Alice’s voice takes me back to when I could hold my first child in two hands. She has a lovely Scottish lilt and a calmness that is catching.
We were brought together by the National Childbirth Trust in 1999. There were eight of us who had given birth at the same time in our pocket of London, and we were invited to take our babies out of the house (out of the house!) and drink five different types of tea in the lounge of a kind person who had offered to be a host/waitress for us. And then we were all set free and had to play host to each other. That meant tidying up the house once every eight weeks and stocking all teas but English Breakfast.
I wish I could remember details of the conversations intermingled with the shock, hilarity and quiet insanity that was laid on the carpet with the baby in those first tea groups. I remember being praised and tutted at for being the first with a baby who slept through the night. I remember that one of us was bringing along her second baby and we looked up to her as if she was a Goddess for managing to have kept another baby alive until it was seven.
Alice took the whole thing in her stride. We were given a list of everyone’s details but I called her first. We spent our babies’ first and second Christmases together and our daughters bonded like twins. We bonded like twins. She was so easy going and laid back and I would flop on her couch knowing that my toddler could touch everything. She had a Danish mum who was a jewelry designer and Alice would throw jewelry parties on her behalf until my jewelry box was full and purse empty.

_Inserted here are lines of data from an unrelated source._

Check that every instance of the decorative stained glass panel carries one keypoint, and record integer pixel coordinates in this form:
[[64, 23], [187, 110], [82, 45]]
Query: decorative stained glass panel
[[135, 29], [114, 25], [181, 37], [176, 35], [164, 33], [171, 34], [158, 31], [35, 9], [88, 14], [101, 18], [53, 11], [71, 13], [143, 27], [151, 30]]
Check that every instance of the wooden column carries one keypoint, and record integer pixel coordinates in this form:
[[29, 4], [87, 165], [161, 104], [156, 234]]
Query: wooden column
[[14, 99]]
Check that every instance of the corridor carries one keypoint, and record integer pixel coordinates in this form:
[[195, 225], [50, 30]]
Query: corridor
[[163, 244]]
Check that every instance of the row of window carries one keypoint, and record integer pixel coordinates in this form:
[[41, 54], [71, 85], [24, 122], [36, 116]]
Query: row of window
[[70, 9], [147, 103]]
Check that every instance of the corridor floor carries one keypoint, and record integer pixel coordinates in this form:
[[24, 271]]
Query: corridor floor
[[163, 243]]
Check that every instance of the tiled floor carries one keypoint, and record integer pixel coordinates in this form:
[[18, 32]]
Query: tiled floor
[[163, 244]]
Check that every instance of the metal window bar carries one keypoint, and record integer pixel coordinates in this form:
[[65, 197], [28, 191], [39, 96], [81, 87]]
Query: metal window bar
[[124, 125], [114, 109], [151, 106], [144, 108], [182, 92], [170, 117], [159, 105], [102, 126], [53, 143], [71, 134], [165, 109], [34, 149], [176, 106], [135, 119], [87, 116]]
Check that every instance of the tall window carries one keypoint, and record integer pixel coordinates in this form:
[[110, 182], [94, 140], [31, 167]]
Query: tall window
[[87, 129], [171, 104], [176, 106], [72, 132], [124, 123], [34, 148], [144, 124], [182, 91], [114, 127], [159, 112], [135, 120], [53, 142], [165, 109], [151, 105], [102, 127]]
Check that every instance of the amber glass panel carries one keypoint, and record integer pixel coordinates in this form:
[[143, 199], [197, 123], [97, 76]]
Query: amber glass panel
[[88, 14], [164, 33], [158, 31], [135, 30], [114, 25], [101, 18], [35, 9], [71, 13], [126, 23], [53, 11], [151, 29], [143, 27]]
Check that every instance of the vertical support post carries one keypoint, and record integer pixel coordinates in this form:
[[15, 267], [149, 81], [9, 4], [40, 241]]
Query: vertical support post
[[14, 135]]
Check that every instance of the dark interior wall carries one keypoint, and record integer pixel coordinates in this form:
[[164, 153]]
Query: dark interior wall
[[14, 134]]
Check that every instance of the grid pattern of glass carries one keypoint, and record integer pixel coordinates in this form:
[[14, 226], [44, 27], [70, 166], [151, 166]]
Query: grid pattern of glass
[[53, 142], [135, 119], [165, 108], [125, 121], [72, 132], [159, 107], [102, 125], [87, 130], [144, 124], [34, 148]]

One day she told me about her fifteen minutes of fame as a child on the TV show ‘Why Don’t You…?’ It was one of my favourite shows and my sisters and I loved the irony of a programme telling you to ‘switch off your television set and go out and do something less boring instead.’ Alice said that she went on the show aged nine with her large collection of plastic bags from shops. I had to stop her there. I said ‘Yes, I remember, you were sitting in your bedroom and you showed us bags from all around the world, some of them were on your wall, they were all very different and colourful.’ Her fifteen minutes of fame had been remembered by this little smock wearing nine year old! She was a very confident and enterprising child and that streak has stayed with her.
Not long after I had my second baby, I called Alice in the morning as usual to arrange to meet in the park and she wasn’t there. Much later she called me from Scotland. During the night she had taken the decision to move to Glasgow and had gone. It’s a long story that ended happily. A year later, in 2002, we went to her beautiful Scottish wedding where her daughter was the bridesmaid, and that had been the last time we spoke until today.
We both feel really bad that it has taken us until now to pick up the phone. She talks about how lovely it is to see everyone on Facebook but in my heart of hearts, I really don’t think it is any substitute for a phone call. Alice tells me that her daughter is musically gifted and is at the Scotland’s top music school. She hadn’t mentioned that on Facebook! She said she doesn’t like to boast. If Facebook is the glossy holiday brochure of our lives, we all perhaps have a tendency to be miss out the information of the top resorts and the slummy dives for fear of appearing full of ourselves or unfriendworthy!
In the spirit of ‘Why Don’t You?’, Alice has opened her own shop in Balfron near Glasgow, selling the beautiful jewelry that her mother and now she, makes. It is called ‘Wonderland’ so, at work, Alice answers the phone by saying ‘Alice in Wonderland!’
We agree to speak again soon, for jewelry orders (mine all went in a theft) and priceless chat. ‘Wonderland’ well describes those days we spent together with our newborns, fourteen years ago.